I didn't quite get that bit - the image of the map is [a,b] with cofinite topology, which has many open sets - whether or not they're open in the ambient space doesn't affect the continuity of the map in question?

A clearer approach could be as follows. The identity $$\iota:(R,u)\rightarrow(R,cf)$$ is continuous. Any path from a to b in the usual topology is given by a continuous function $$f:I\rightarrow[a,b]$$. Thus the composition $$\iota\circ f:(I,u)\rightarrow([a,b],cf)$$ is continuous.

 

[ice109]

I didn't quite get that bit - the image of the map is [a,b] with cofinite topology, which has many open sets - whether or not they're open in the ambient space doesn't affect the continuity of the map in question?

whats the definition of continuous fn? my book has: a fn is continuous from (X,a) ->(Y,b) iff every b open image has an a open preimage in X. hence since no subset of [a,b] is cf open all functions are into [a,b] are continuous.

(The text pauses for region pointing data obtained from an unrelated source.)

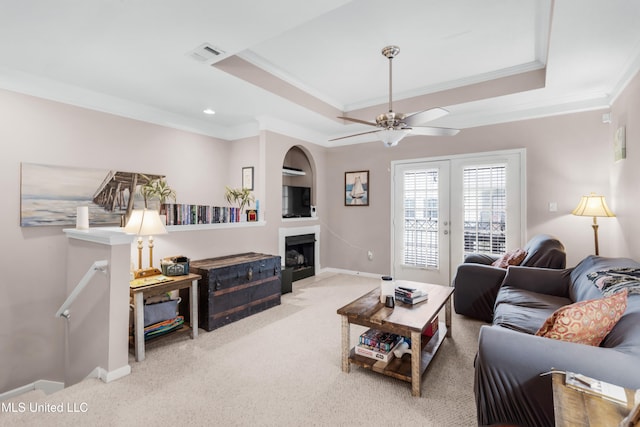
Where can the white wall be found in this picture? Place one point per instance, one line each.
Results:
(567, 156)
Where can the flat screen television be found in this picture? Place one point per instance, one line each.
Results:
(296, 201)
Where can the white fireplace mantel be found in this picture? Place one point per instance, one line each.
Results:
(285, 232)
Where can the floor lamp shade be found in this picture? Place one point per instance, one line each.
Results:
(594, 206)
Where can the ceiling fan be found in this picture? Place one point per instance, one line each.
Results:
(392, 126)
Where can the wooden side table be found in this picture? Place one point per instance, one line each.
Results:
(574, 408)
(139, 293)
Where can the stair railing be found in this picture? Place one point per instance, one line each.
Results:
(101, 266)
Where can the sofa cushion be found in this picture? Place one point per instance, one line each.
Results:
(523, 310)
(613, 280)
(513, 257)
(585, 322)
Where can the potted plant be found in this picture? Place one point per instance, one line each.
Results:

i actually think that i was being redundant. i think any function s.t. f(0)=a and f(1)=b is a path in (R,cf) .

A clearer approach could be as follows. The identity $$\iota:(R,u)\rightarrow(R,cf)$$ is continuous. Any path from a to b in the usual topology is given by a continuous function $$f:I\rightarrow[a,b]$$. Thus the composition $$\iota\circ f:(I,u)\rightarrow([a,b],cf)$$ is continuous.

yea yours is good too.

 

[olliemath]

my book has: a fn is continuous from (X,a) ->(Y,b) iff every b open image has an a open preimage in X. hence since no subset of [a,b] is cf open all functions are into [a,b] are continuous.

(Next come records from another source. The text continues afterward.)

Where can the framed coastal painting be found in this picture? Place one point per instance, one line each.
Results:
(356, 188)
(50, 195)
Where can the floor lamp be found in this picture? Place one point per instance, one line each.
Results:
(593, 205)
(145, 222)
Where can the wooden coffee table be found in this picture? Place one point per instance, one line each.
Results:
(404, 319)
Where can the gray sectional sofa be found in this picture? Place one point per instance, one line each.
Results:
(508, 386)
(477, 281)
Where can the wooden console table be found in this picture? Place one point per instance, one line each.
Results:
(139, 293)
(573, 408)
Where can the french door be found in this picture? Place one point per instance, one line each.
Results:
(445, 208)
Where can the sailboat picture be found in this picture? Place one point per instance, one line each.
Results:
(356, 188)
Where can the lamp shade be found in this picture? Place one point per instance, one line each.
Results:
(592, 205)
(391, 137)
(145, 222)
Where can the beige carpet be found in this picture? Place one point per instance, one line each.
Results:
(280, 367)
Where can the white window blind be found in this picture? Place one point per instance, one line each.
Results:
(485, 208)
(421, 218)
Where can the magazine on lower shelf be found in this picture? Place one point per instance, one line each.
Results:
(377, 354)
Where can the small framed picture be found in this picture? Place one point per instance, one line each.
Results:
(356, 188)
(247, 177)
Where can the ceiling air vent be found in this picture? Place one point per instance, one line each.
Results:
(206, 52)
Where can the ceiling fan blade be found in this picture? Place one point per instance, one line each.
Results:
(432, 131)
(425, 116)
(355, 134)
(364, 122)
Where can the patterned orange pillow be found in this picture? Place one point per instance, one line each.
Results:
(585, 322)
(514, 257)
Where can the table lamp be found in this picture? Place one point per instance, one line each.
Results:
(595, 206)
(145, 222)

You have to be careful when dealing with functions onto a subset of the second space.
For instance, take the set $$X=R-\{0\}$$ with the topology $$\tau=\{\emptyset,R^+,R^-,X\}$$. Then using your definition the interval $$[a,b]\subseteq(X,\tau)$$ has no open sets, so any function $$f:(I,u)\rightarrow[a,b]$$ is continuous. Hence $$(X,\tau)$$ is path connected, which implies it is connected. But the disjoint open sets $$R^+,R^-$$ cover X, a contradiction.

The problem here is that a function $$f:(X,\tau)\rightarrow(Y,\mu)$$ is continuous if every open set in $$f(X)$$ with topology inherited from Y has open preimage.

As another example, let's work with the usual topology on R. Consider the function function $$f:R\rightarrow R$$ which maps x to the first digit of its decimal expansion (e.g. 1.2->2, 0.5->5 etc. ) Then in fact this is a mapping $$f:R\rightarrow N$$. But the natural numbers contain no open sets of R, so your definition seems to suggest f is continuous. Of course it's not, at each integer there is a discontinuity (draw the graph). Can you prove f is not continuous using the definition I just gave?

 

[ice109]

yea you're right thanks for clearing that up for me. good counter examples btw.